Interweniujących policjantów anarchiści obrzucali kamieniami i podpalali parkujące na ulicach samochody.
Potem uliczne walki przeniosły się do wschodnioberlińskiej dzielnicy artystów i dawnych dysydentów Prenzlauer Berg. Ciężko ranna została tam kobieta, trafiona w głowę butelką po piwie. Życie uratował jej lekarz pogotowia, który natychmiast zastosował reanimację. W szpitalu znalazł się też mężczyzna zraniony nożem. W starciach lżejsze lub cięższe obrażenia odniosło 62 funkcjonariuszy berlińskiej policji.
W Hamburgu uliczne awantury urządziło 500-set lewaków.

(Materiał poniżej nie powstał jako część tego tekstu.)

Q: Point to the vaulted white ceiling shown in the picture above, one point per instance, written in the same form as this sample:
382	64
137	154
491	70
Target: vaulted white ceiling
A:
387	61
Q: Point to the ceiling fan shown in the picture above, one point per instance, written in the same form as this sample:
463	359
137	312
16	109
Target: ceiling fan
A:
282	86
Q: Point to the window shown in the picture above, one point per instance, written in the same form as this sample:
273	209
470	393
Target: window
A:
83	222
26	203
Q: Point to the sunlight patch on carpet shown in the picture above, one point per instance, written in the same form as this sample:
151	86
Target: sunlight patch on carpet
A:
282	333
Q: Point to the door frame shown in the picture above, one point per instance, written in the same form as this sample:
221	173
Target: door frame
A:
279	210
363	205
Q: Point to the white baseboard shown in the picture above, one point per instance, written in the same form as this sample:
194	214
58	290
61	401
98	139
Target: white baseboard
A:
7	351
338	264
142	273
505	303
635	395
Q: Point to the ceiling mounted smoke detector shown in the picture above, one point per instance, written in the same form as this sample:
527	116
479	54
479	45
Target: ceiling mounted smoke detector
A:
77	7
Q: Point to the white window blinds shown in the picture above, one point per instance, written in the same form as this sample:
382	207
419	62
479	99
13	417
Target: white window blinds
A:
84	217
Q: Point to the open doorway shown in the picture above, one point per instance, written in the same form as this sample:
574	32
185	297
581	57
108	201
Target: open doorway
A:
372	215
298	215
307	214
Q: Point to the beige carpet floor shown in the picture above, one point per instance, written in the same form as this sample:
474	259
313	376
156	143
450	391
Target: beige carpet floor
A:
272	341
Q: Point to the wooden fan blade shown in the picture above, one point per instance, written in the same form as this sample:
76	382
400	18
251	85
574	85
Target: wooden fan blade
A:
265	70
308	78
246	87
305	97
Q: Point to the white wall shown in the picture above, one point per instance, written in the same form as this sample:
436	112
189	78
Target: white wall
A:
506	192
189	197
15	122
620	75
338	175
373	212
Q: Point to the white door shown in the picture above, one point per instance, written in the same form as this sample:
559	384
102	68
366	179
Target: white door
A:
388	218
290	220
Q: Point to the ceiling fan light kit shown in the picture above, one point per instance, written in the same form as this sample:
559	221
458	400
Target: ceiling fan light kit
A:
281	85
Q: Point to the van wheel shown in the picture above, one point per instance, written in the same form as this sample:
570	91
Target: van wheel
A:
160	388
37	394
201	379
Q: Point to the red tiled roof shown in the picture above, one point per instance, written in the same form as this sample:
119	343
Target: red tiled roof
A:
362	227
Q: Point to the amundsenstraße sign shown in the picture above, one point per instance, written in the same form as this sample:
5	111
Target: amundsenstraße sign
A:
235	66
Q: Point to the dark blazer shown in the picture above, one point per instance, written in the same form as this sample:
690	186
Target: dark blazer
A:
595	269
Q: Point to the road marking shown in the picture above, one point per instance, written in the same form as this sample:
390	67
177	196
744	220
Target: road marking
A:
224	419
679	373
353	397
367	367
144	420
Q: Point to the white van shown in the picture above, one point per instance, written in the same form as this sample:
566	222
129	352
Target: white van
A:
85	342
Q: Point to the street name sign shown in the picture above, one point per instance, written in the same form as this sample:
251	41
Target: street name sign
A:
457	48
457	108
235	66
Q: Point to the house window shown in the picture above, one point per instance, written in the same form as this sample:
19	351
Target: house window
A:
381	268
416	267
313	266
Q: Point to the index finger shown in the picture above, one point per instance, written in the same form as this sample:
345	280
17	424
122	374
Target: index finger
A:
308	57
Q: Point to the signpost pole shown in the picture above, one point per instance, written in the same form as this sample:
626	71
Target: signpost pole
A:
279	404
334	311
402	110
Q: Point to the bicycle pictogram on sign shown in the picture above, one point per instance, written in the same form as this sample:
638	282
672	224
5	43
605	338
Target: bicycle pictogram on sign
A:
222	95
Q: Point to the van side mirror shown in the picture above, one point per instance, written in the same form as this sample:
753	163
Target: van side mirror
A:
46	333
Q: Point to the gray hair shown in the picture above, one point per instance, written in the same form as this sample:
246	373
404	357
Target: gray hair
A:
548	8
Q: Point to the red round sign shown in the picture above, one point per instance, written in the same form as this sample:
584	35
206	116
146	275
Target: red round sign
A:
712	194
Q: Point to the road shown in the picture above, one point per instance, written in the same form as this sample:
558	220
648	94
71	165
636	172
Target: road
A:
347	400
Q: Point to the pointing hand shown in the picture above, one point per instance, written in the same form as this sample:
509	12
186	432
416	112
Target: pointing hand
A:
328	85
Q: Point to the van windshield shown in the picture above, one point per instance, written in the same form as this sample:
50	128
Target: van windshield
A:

Policja szacuje, że wśród demonstrującyh było około 500-set anarchistów mimo, że ich organizacja została zdelegalizowana i nie dostali zgody na demonstrację. Demonstrujący budowali barykady i podpalali je, gdy nadchodziła policja.
Siły porządkowe użyły w obu miastach armatek wodnych i gazów łzawiących. Część z demonstrujących miała jednak maski przeciwgazowe. Zatrzymano 21 najbardziej agresywnych demonstrantów.
Do 1-majowych zamieszek dochodzi w Berlinie od lat, ale
zazwyczaj dopiero wieczorem. W tym roku rozpoczęły się o dobę wcześniej.